It seems that everyone agrees to use binary radix trees. We just haven’t decided on a merkleization rule.
Here is @gballet 's merkleization rule (loosely), ignoring RLP which I oppose keeping.
M1.
internal_node_hash = hash( prefix_length || prefix_length%8 || prefix_bits || left_child_hash || right_child_hash )
leaf_hash = hash( prefix_length || prefix_length%8 || prefix_bits || leaf_value )
And here is @vbuterin 's merkleization rule (loosely).
M2.
if prefix is empty:
internal_node_hash = hash( left_child_hash || right_child_hash )
leaf_hash = hash( 0 || leaf_value )
if prefix is non-empty:
internal_node_hash = hash( prefix_bits || hash( left_child_hash || right_child_hash ))
leaf_hash = hash( prefix_bits || hash( 0 || leaf_value ) )

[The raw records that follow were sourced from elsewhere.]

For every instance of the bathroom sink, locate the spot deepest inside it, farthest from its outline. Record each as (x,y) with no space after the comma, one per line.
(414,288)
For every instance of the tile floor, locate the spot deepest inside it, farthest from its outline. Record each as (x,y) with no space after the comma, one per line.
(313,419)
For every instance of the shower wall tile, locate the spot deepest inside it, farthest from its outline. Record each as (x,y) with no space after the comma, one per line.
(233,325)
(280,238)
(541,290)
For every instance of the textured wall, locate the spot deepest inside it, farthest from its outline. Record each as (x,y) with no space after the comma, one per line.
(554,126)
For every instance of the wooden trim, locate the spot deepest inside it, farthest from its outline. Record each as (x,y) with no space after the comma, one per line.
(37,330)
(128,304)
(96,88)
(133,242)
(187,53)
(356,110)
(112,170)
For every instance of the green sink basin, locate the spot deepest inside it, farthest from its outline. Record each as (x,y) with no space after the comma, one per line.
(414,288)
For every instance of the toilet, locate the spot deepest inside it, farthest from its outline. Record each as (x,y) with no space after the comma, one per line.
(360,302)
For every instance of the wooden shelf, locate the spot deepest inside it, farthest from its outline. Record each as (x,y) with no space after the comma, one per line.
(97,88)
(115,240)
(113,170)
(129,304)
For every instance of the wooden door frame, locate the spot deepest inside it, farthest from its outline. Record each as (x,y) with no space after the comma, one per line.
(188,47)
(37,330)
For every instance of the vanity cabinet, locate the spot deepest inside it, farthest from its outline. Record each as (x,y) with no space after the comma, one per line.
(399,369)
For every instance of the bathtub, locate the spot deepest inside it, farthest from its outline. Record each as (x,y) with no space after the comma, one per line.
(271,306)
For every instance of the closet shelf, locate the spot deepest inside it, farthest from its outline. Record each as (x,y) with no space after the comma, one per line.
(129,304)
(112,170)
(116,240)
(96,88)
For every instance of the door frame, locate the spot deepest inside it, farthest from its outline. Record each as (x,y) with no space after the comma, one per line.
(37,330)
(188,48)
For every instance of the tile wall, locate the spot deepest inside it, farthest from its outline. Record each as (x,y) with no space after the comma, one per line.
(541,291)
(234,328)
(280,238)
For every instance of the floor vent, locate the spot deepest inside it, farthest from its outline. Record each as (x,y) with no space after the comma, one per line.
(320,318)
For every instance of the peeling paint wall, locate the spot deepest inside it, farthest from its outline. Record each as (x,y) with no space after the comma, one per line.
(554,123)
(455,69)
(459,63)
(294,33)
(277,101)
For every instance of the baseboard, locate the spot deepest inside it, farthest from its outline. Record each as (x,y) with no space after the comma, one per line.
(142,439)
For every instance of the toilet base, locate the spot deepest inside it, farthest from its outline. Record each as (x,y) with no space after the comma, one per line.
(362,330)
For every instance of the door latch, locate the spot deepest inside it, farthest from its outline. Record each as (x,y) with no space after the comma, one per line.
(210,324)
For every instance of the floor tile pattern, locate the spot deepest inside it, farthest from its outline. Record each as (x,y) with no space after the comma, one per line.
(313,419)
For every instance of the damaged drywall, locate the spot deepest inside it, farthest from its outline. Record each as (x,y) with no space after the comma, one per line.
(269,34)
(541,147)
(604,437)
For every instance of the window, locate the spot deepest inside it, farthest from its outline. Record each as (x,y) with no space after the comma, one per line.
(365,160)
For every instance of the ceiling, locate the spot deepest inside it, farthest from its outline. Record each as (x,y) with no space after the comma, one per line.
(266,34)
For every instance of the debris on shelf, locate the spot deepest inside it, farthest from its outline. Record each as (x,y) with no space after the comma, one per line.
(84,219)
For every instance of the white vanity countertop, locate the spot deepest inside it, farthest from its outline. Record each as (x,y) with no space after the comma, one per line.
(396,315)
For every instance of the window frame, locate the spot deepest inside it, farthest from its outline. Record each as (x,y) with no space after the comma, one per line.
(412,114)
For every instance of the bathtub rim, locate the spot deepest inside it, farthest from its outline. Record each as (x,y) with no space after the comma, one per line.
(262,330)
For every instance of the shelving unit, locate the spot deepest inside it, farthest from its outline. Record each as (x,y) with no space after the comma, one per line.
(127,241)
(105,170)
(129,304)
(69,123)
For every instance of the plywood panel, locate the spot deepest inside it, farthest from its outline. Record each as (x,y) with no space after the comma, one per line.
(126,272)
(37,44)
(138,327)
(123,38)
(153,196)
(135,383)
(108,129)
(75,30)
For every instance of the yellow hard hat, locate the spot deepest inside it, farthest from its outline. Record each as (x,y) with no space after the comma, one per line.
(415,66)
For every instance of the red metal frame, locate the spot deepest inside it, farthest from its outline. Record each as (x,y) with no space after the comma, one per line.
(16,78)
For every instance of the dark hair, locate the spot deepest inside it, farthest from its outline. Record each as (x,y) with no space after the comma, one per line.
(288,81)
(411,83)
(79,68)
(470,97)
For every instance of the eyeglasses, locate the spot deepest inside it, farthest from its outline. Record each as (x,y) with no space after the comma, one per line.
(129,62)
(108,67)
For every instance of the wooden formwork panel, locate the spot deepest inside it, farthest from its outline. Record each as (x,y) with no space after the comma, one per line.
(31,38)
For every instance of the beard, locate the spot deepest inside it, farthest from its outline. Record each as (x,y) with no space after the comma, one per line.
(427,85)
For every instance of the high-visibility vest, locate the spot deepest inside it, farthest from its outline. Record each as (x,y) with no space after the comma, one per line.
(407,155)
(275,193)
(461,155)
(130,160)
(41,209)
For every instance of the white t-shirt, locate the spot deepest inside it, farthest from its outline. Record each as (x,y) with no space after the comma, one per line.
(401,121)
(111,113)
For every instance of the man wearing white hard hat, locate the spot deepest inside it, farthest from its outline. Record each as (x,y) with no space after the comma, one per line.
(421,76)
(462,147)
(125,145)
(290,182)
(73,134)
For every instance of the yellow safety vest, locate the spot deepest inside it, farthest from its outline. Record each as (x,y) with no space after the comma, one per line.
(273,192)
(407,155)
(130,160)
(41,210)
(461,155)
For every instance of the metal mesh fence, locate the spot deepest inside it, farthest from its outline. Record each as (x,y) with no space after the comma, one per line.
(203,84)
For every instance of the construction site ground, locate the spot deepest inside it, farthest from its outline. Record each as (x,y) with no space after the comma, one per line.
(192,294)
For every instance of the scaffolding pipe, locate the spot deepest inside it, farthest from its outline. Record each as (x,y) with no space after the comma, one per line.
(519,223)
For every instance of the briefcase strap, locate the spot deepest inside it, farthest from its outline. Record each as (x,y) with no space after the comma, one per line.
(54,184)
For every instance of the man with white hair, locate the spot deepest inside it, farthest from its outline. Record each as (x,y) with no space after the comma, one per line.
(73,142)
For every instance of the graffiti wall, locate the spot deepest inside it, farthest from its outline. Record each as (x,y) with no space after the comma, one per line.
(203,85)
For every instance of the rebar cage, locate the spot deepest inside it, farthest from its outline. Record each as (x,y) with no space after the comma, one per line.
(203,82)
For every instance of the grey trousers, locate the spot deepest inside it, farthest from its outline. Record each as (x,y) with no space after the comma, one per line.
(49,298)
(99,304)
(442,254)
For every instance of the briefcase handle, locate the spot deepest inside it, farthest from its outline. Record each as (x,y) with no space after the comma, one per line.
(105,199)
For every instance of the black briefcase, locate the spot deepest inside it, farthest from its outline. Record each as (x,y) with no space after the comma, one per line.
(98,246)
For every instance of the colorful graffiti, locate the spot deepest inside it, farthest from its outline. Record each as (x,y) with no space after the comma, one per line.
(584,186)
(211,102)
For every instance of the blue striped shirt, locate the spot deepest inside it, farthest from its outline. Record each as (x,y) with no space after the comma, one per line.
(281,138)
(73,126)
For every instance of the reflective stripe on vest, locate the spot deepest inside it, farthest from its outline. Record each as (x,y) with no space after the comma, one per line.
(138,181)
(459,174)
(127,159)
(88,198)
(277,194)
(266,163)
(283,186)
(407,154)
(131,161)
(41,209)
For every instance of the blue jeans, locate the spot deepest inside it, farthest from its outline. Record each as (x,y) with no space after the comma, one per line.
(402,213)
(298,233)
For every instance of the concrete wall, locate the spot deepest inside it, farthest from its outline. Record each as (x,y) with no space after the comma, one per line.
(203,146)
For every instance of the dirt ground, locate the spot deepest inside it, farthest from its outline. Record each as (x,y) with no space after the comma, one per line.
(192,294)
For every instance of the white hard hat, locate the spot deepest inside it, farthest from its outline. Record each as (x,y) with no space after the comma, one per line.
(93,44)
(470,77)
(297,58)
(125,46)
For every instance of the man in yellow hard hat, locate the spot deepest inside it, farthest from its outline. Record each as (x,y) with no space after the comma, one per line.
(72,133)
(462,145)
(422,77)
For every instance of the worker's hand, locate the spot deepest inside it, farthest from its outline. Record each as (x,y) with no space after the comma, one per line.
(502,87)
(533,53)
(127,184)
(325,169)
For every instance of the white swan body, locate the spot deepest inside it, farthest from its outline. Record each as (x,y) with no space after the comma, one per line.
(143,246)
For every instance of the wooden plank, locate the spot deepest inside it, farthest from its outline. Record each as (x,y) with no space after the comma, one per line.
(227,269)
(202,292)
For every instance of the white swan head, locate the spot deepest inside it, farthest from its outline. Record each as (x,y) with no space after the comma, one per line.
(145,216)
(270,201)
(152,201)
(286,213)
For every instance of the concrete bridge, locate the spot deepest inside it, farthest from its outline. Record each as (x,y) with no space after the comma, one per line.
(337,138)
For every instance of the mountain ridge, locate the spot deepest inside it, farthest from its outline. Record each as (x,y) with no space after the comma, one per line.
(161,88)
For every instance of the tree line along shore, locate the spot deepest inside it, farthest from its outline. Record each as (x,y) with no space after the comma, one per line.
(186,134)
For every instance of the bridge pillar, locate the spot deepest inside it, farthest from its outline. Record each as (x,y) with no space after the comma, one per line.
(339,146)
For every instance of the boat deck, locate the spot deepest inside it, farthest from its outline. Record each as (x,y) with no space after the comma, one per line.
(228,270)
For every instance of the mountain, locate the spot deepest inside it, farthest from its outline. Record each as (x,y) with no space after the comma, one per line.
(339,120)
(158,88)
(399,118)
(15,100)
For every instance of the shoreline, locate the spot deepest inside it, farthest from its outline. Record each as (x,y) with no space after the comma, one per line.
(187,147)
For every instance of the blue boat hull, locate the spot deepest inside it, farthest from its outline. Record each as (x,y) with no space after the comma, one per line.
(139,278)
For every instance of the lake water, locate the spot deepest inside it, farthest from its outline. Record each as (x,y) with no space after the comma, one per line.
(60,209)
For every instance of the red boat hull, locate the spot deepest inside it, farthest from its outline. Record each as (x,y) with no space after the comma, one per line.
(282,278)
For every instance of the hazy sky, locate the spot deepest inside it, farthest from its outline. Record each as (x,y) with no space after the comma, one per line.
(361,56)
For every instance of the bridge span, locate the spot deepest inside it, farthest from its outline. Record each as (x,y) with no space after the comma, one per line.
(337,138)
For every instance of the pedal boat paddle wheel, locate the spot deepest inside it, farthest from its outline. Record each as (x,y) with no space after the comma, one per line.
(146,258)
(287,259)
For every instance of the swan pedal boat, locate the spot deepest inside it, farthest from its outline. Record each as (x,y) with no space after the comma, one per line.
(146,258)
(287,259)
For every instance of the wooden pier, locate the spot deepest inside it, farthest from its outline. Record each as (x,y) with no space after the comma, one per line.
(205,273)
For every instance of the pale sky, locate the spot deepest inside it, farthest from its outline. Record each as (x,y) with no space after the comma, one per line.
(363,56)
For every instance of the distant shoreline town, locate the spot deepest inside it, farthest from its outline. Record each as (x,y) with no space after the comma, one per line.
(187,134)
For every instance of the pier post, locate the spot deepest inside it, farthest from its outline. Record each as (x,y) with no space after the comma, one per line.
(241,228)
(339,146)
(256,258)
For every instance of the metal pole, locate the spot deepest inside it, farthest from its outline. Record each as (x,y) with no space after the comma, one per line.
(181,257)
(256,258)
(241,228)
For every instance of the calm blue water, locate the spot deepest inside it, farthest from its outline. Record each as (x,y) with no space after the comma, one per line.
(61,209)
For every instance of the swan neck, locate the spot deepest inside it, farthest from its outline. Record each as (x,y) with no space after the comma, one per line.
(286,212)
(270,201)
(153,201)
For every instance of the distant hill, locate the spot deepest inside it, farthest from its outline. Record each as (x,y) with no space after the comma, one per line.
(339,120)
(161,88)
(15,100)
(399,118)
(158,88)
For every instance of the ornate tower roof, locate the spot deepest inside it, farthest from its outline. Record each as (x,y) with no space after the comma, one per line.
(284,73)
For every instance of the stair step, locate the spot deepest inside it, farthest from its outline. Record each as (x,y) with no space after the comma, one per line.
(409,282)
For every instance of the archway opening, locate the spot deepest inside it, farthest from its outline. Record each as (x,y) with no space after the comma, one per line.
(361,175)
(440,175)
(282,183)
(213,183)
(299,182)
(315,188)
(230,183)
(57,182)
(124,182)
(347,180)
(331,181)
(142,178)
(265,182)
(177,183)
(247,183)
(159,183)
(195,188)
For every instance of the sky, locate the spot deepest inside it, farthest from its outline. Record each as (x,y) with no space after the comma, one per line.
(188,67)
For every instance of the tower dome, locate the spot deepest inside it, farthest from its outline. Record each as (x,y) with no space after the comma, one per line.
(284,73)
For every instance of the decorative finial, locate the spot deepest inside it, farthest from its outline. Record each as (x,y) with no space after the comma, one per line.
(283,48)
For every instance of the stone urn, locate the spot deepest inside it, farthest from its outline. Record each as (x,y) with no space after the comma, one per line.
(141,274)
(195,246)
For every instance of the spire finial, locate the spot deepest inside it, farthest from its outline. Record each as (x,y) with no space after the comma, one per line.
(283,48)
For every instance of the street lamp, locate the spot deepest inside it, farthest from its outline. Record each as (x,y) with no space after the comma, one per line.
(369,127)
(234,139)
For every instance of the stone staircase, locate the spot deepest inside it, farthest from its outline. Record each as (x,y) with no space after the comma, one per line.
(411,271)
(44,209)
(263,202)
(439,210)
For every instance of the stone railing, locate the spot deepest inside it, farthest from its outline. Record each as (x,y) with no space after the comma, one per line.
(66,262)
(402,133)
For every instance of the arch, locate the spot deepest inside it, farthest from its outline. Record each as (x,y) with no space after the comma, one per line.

(For M2, distinguishing between empty prefixes, nonempty prefixes, and hash outputs remains a problem.)
I propose that we explore dropping prefix bits from merkleization. They are awkward, require bit-twiddling, and add witness overhead. Here is a third proposed merkleization rule.
M3.
internal_node_hash = hash( left_child_hash || right_child_hash || prefix_length)
leaf_hash = hash( leaf_key || hash( leaf_value ) || prefix_length )
Note that we dropped prefix_bits, but added leaf_key which is cryptographically related to prefix_bits. And because prefix_length is usually 0x00, this merkleization rule usually meets @vbuterin 's goal of “two 32-byte chunks -> one 32-byte chunk” format. We also hash leaf_value because it is greater than 32-bytes for account data. Rule M3 makes proofs-of-exclusion include a neighboring leaf, but this overhead may be smaller than the overhead of including prefix_bits in the witness, not to speak of the awkwardness of including prefix_bits.
I am not sure which merkleization rule is best for statelessness.